Increasingly, a 401(k) plan’s digital platform — both website and mobile — is becoming participants’ main point of contact with the plan, upping the ante on the quality and efficiency of the user experience. What can consumer research tell us about doing a better job of fulfilling users’ digital expectations?
“Companies and consumers expect the Internet to be the main touch point for all aspects of retirement planning, such as research, plan enrollment, changing investments and withdrawing funds,” says Peter McNally, senior usability consultant at the Bentley University User Experience Center.
Speaking at May 5 session at this year’s LIMRA Retirement Industry Conference, McNally said that in the Center’s work with clients in the retirement industry, they have found that fulfilling that expectation is not easy to do. “More often than not, consumers struggle online because the digital retirement experience does not provide what is truly needed,” he said.
“There is danger in being in the field and knowing it like the back of your hand,” McNally warned, since that runs the risk of operating under the assumption that users have the same level of familiarity and knowledge as the web developers and plan administrators who created the digital platform, and forgetting that the site may be confusing and uninformative to users.
McNally listed five key factors that must be considered in setting up an electronic platform — web-based, for mobile phone applications, or for tablets — in order to optimize access and use:
Language and terminology. In his experience, these are not always tailored to, nor appropriate to, the type of customer that may be using the platform. “This is not trivial. This is important stuff,” he said, because it concerns people’s finances. “This is not buying a pair of shoes.”
Set expectations. Make sure that users understand what is needed and what to expect from the site or application, and let them know what happens next after they have used it and supplied information.
Calculate results. Provide opportunities for users to provide information regarding where they are located, since that can affect pricing and earnings. Explain the factors that are used in calculations. When projecting amounts of money in the future, provide a way to toggle between today’s dollars and future dollars, adjusted for inflation.
Customer experience. Pay attention to the entire experience, not just the digital experience. Remember that to the customer, everything is important. “The line between submitting information and asking for help is very thin,” said McNally.

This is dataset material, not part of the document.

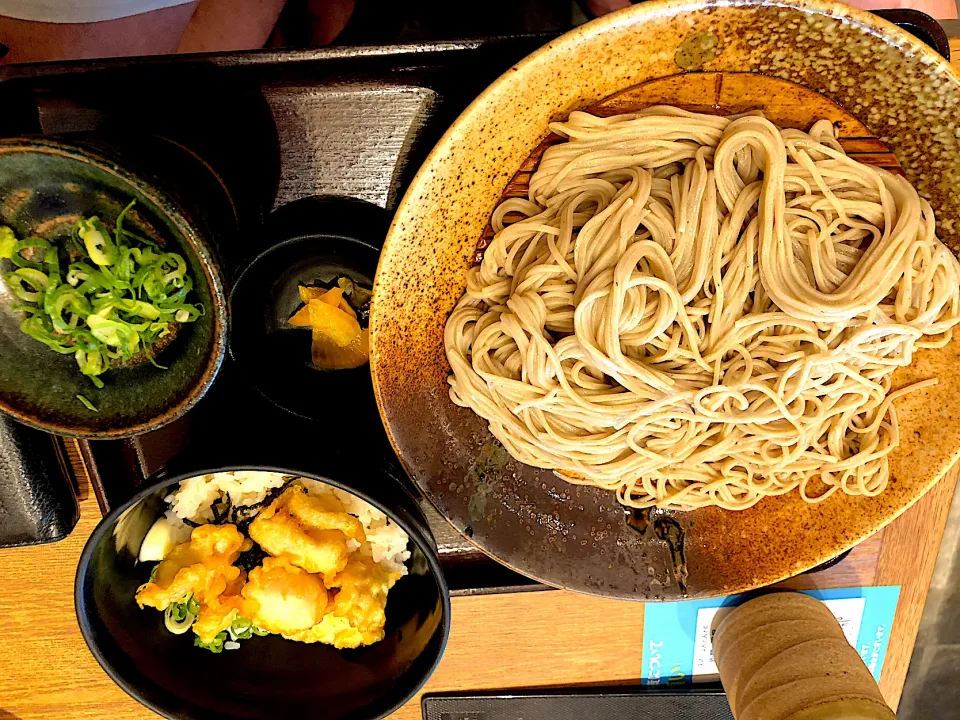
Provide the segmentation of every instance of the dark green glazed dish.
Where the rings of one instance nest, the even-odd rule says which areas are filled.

McNally offered some practical suggestions regarding ways to better ensure a positive user experience:
- remember that investors, including plan participants, are very interested in getting in touch with their advisor via a website or mobile device;
- provide a chat feature;
- allow users to save partial transactions and applications and send them to an advisor for completion or for the advisor to walk them through it;
- display phone numbers prominently — don’t hide them; and
- provide easy access to forms.
“A nice-looking site with the right amount of functionality is not enough,” said McNally. “It needs to be seamless and meet the customers’ needs on their level," he said.
Accessibility. Provide a way for those with disabilities to use a product or service. For instance, some users may have poor eyesight or be blind, have carpal tunnel syndrome or be unable to use a mouse. Providing a keyboard option and adjusting colors and font size are among the suggestions he made for addressing the matter.
McNally noted that 54 million people in the United States have some form of disability, and said that addressing accessibility is not only in the spirit of the Americans with Disabilities Act — which lately has been taken to extend to online access — it’s also good business.